Navy to reserve work for firms in 8(a) program
The Navy has signed an agreement with the Small Businesses Administration to set aside services contracts for small disadvantaged firms in the 8(a) Business Development program.
Under the agreement, which has been in the works for the past four years, the Naval Sea Systems Command will allow more than 240 8(a) firms from all 50 states to compete for task orders under the SeaPort-e Web-based services acquisition vehicle. The Navy will accelerate the award process by working directly with the 8(a) firms without using SBA as an intermediary.
SBA’s 8(a) program provides management and technical assistance and help in identifying federal contracting opportunities to socially and economically disadvantaged small businesses.
“This is monumental and historical moment for SBA” said Jovita Carranza, SBA’s acting administrator, at a press conference on Monday, during which the two agencies officially signed a memorandum of agreement. “We owe [these 8(a) firms] our commitment, our due diligence and the enthusiasm and passion to develop these types of partnerships.”
The 8(a) contractors will compete for 22 types of naval services, including information technology, research and development support, engineering, financial management and acquisition logistics support. SeaPort-e multiple award contracts are valid for five years and can extended for five more years.
The small businesses will compete for task orders in seven geographic zones. While many of the task orders are expected to fall below the $3.5 million threshold — allowing the Navy to select a company without competition — the memorandum states that all awards will be issued using competitive contracting procedures.
The Navy procured nearly $2.5 billion last year in support services through Seaport-e; about a third of this went to small businesses. The fiscal 2007 small business figure was nearly double that of fiscal 2006.
That figure now could grow significantly through the SBA agreement, according to Tim Foreman, the Navy’s director of the office of small business programs.
“This is good for the Navy, it’s good for the SBA, but more importantly, it’s good for the small disadvantaged businesses that participate in the 8(a) program,” Foreman said. “This gives us access at a level we have never had before.”
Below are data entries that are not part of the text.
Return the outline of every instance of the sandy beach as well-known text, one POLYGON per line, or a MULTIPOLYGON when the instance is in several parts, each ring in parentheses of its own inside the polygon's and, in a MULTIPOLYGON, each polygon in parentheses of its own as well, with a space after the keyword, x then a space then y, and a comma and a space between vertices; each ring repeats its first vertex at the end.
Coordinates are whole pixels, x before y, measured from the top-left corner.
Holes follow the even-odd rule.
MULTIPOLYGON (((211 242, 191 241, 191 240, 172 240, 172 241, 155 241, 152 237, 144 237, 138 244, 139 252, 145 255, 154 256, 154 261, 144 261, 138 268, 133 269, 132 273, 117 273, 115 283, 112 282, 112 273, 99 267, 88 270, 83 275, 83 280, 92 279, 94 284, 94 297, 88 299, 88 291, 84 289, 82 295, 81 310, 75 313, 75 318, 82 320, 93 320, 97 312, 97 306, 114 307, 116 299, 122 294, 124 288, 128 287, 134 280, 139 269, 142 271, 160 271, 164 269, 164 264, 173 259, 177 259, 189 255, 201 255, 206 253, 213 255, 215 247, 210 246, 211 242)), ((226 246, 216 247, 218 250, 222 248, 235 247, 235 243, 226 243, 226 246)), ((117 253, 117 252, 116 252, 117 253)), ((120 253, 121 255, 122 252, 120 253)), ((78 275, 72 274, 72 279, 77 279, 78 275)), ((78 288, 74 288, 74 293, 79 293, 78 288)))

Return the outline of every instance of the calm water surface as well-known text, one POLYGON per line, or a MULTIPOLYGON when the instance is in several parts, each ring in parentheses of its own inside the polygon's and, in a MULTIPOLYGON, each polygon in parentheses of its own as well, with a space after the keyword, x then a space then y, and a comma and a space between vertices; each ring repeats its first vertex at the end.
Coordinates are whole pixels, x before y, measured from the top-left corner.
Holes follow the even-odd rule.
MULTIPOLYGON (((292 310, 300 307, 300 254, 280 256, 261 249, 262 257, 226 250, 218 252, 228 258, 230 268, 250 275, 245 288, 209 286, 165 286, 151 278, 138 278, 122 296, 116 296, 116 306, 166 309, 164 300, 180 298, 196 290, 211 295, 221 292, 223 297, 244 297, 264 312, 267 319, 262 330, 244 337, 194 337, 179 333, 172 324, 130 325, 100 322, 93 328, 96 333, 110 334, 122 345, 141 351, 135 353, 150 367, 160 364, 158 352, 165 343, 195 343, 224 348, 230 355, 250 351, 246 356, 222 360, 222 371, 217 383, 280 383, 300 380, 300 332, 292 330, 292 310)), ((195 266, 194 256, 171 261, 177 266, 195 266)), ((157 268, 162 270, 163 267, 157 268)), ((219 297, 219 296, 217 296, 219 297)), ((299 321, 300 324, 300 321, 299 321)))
SeaPort-e already has set-asides for general small businesses and for small firms owned by service disabled veterans and those operating in blighted communities under the HUBZone program. Some 8(a) firms hold Seaport-e multiple award contracts by virtue of falling into the broader small business category, but this is the first time 8(a) firms have had contracts reserved specifically for them.
“It will do nothing but expand their capabilities, their confidence and their ability to make inroads into the commercial marketplace, as well as with prime [contractors] and other government agencies,” Foreman said.
The agreement provides for an annual rolling admissions period that will allow new 8(a) companies to become eligible for multiple award contracts under SeaPort-e. Participating companies will also be eligible to compete for non-8(a) task orders.
SBA officials hope that the agreement, which is valid for five years, serves as a standard that can be replicated throughout the Defense Department and eventually across the government.
“The SBA and the Department of the Navy have the unique opportunity through this alliance to create a model,” said Fay Ott, SBA’s associate administrator for government contracting and business development.
In addition to increasing federal contract opportunities, Carranza said SBA has improved its turnaround time for 8(a) applications from 145 days to 77 days. The agency is also developing a Web-based application tool for potential 8(a) firms.